The first period of black bear hunting in Wilkes and other western counties opens on Monday, Oct. 12, and runs through Nov. 21. The second session is Dec. 14-Jan. 1.
There is a daily and season limit of one bear in North Carolina. Bear may be taken with bow and arrow, crossbow, rifle or muzzleloader.
Bear hunting success in Wilkes will depend as usual on the supply of the annual mast crop, or acorns from oak trees, explained Jon Miller, a Dead End Game Calls, Vortex Optics and Connecticut Valley Arms pro staffer and a professional guide and taxidermist. Miller lives in Morganton and is a native of Millers Creek.
“If we have a big mast crop, bears will key on that more than bait sites,” said Miller. “Success depends on how hard they’re keying on acorns and bait. Last year, the mast crop was huge.”
Miller said that bears, like deer, focus on acorns as their primary food source because one of the highest protein sources in nature and their bodies crave that protein to put on fat that gets them through winter hibernation. “It’s nature’s way for bears to crave what they need more than what you’d think they’d like better (because of taste).”
In Wilkes, using unprocessed food such as corn and apples as bear bait is legal during the first hunting period, from Oct. 12 to Nov. 21. It is unlawful to take a bear while the animal is in the act of consuming unprocessed foods.
It is also illegal to use a bear bait attractant, such as a scent spray or power, or processed food products like sugar, honey and peanut butter, or grease, meat, bones or blood.
Miller said the bear population is healthy and growing every year. Last year in Wilkes, he said a trail camera captured a group of nine adult bears. “We’ve got a lot of bears. They’re in Statesville (Iredell County) now and they had never been there before. They’ve spread all over.”
In the adjoining counties of Alexander, Iredell and Yadkin, bear season starts later on Nov. 21 and runs through Jan. 1.
When hunting bear, Miller said it’s critical to remember that “bears 100% live by their nose—they can smell farther than you can imagine. Be very cautious of the wind and scent control if you’re still hunting.”
The best bear hunting in Wilkes should be close to the Blue Ridge Parkway and rockier outcrops, said Miller. “They love that rough terrain.

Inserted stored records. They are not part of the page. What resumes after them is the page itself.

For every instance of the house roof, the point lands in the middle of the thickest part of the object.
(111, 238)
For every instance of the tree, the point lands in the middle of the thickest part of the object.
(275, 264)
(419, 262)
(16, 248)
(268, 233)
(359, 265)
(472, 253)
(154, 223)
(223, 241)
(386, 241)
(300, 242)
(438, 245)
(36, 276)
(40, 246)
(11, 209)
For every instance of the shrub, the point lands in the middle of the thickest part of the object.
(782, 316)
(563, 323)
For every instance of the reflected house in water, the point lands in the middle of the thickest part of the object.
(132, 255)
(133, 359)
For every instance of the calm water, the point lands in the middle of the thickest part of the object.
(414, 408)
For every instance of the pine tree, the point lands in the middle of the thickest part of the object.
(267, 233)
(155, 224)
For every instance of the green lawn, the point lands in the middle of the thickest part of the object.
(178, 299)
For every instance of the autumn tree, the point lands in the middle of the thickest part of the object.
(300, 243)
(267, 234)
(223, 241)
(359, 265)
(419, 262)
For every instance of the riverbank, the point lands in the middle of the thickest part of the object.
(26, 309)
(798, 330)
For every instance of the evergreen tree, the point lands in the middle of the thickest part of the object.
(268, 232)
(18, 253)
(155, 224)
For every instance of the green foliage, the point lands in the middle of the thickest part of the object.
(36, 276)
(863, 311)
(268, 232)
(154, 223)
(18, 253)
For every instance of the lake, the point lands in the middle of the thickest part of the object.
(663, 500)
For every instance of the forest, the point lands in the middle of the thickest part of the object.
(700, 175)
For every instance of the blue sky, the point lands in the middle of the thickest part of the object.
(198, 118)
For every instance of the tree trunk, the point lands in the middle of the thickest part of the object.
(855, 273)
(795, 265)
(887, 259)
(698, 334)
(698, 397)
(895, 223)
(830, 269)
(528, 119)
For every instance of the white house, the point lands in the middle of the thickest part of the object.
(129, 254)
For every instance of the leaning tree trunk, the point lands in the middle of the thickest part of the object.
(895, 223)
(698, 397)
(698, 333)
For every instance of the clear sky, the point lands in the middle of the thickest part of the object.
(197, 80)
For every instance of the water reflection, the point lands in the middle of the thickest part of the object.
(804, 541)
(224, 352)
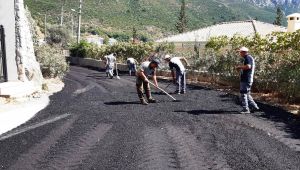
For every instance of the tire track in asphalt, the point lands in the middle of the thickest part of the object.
(193, 153)
(273, 129)
(246, 147)
(77, 151)
(157, 152)
(30, 159)
(81, 79)
(177, 148)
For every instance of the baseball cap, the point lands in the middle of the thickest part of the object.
(156, 61)
(167, 57)
(244, 49)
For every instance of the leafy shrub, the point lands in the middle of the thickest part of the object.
(80, 50)
(58, 35)
(52, 62)
(124, 50)
(277, 59)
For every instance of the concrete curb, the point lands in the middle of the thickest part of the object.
(15, 114)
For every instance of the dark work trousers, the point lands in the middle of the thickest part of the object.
(247, 100)
(141, 85)
(181, 81)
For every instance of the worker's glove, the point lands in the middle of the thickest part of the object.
(146, 80)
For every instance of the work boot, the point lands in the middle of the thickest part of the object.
(151, 100)
(143, 102)
(245, 111)
(254, 109)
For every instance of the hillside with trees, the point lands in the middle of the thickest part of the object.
(152, 19)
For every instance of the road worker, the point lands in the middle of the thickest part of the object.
(146, 70)
(177, 67)
(109, 65)
(131, 63)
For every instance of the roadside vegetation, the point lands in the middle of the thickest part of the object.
(277, 59)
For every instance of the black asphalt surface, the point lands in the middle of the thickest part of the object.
(98, 123)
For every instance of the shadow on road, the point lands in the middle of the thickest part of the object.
(199, 112)
(120, 103)
(276, 114)
(273, 113)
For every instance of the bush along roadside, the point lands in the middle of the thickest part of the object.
(52, 61)
(124, 50)
(277, 59)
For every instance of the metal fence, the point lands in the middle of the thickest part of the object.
(3, 67)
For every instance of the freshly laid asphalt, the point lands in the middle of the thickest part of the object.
(97, 123)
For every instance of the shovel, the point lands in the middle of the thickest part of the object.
(117, 71)
(163, 91)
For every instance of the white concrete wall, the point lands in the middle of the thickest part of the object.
(25, 47)
(7, 19)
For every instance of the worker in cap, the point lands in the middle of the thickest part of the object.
(178, 72)
(246, 81)
(146, 70)
(109, 64)
(131, 63)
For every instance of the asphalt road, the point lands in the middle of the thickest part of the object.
(98, 123)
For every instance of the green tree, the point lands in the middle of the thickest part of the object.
(134, 33)
(279, 17)
(181, 25)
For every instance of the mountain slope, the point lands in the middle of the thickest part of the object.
(156, 17)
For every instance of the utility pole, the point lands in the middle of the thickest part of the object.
(62, 12)
(72, 20)
(45, 25)
(79, 21)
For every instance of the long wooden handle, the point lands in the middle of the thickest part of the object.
(162, 90)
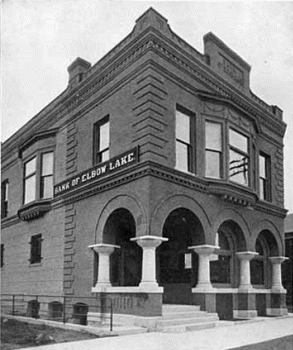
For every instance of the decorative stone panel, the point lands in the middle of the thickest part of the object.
(149, 122)
(69, 251)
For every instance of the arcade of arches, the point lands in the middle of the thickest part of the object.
(181, 266)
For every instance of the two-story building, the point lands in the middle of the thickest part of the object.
(155, 177)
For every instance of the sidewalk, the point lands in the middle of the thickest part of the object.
(219, 338)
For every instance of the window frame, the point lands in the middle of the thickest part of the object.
(221, 152)
(36, 249)
(97, 152)
(267, 191)
(265, 264)
(38, 175)
(191, 146)
(241, 152)
(2, 254)
(232, 263)
(4, 198)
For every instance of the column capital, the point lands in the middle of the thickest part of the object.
(103, 247)
(149, 241)
(277, 259)
(204, 249)
(246, 255)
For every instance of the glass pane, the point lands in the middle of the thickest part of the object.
(105, 156)
(239, 141)
(47, 187)
(213, 164)
(30, 189)
(213, 136)
(181, 156)
(182, 127)
(238, 168)
(262, 166)
(47, 163)
(261, 188)
(30, 167)
(104, 136)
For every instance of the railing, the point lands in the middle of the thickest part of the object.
(65, 309)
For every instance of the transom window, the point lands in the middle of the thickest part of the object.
(264, 177)
(101, 140)
(183, 140)
(238, 158)
(38, 177)
(213, 150)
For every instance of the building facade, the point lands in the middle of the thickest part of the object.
(155, 177)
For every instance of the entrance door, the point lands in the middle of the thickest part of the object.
(177, 264)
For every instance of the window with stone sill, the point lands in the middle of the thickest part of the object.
(4, 199)
(36, 249)
(38, 177)
(213, 150)
(101, 141)
(185, 121)
(264, 177)
(238, 158)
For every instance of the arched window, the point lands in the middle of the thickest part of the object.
(222, 262)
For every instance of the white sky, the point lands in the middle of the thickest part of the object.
(40, 38)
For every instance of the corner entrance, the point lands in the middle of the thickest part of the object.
(177, 265)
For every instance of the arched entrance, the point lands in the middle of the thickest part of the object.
(125, 263)
(177, 265)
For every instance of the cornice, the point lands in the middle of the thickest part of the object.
(12, 220)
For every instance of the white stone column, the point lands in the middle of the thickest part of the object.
(245, 278)
(104, 251)
(204, 254)
(276, 262)
(149, 245)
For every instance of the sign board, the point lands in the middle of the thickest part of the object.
(97, 172)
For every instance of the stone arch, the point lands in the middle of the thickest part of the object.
(126, 202)
(267, 225)
(233, 216)
(173, 202)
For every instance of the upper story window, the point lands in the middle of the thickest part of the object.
(38, 177)
(101, 141)
(213, 150)
(2, 255)
(238, 158)
(264, 177)
(184, 140)
(4, 199)
(36, 249)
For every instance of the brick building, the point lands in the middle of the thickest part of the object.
(155, 177)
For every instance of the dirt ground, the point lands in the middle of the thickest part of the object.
(16, 334)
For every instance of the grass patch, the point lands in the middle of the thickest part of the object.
(16, 334)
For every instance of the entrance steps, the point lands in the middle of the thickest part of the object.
(182, 318)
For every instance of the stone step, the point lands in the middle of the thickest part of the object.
(187, 327)
(187, 314)
(178, 307)
(183, 321)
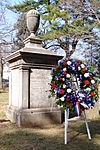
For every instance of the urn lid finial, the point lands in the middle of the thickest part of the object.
(33, 20)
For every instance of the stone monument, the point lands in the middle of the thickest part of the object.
(30, 69)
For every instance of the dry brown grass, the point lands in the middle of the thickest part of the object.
(14, 138)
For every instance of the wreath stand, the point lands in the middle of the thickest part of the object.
(66, 125)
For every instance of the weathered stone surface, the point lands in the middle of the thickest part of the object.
(29, 89)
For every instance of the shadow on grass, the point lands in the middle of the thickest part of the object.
(4, 120)
(41, 139)
(94, 127)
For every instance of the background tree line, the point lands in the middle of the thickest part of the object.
(70, 25)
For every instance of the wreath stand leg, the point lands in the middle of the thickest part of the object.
(66, 124)
(87, 126)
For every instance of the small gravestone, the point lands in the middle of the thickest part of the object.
(30, 69)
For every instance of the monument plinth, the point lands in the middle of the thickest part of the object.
(30, 69)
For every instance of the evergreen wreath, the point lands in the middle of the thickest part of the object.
(74, 85)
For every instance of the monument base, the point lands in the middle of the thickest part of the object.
(35, 117)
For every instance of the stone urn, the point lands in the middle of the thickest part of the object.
(33, 20)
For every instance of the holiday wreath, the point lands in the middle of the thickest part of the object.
(74, 85)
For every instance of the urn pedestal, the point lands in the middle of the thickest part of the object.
(30, 67)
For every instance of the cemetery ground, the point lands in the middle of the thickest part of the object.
(13, 137)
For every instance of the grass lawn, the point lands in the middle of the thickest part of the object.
(52, 138)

There’s bears in the Brushies now but the higher population seems to be in rougher parts of the county like Leatherwood (in western Wilkes).
Miller said that bear hunters who use dogs prefer bigger tracks of land. Dog hunting is popular around and underneath the parkway and near the Wilkes-Watauga and Wilkes-Alleghany county lines, he said.
Hunting bears with dogs is allowed in Wilkes during both sessions of the season. Use of dogs to hunt bear is prohibited in several Piedmont counties, however.
It is unlawful to take a cub weighing less than 75 pounds or a female bear (sow) with cubs.
Miller said he never harvests a sow, nor does he take a boar (male bear) under 200 pounds. Most bears harvested in Wilkes are in the 400-pound range, and seldom do they top 500 pounds. “Mountain bears don’t get as big as coastal bears.”
The N.C. Wildlife Commission reports that the largest bear taken in North Carolina since 1969 was an 880-pound, nearly 11-year-old male taken in coastal Craven County in 1996. Most of the state’s biggest bear are harvested in the coastal region.
Bear hunting is allowed in the Buffalo Cove Game Land area of Wilkes and Caldwell counties off N.C. 268 East but is prohibited in the county’s three other game lands (Rendezvous Mountain State Forest in Purlear, Kerr Scott near Wilkesboro and Thurmond Chatham in Wilkes and Alleghany counties).
Bears may not be taken in the Thurmond Chatham Bear Sanctuary, which is comprised of 6,520 acres east of N.C. 18, west of Stone Mountain State Park, north of Longbottom Road and south of the Wilkes-Alleghany county line except for a small section south of the Blue Ridge Parkway just west of Stone Mountain.
In Wilkes, bear may be taken from any unpaved road, an exception to the county’s prohibition on hunting animals with a firearm from a public road.
Reporting bear harvests is required in North Carolina. Hunters should carry their Big Game Harvest Report Card with them while bear hunting for validating and registering a harvest. An authorization number is given during the registration process and is required for a hunter to legally possess a bear or other big-game animal.
According to the N.C. Wildlife Commission, there were 28 bear harvested in Wilkes in 2019, 17 of which were male and four of which were taken through the use of dogs. That total was second among adjoining counties, trailing only Caldwell’s harvest of 49.
Among counties in the Mountain Bear Management Unit, McDowell led the way last year with 109 registered bear kills, followed by Yancey (107) and Haywood (104).
Since 1996, the largest bear harvest in Wilkes was 62 in 2018.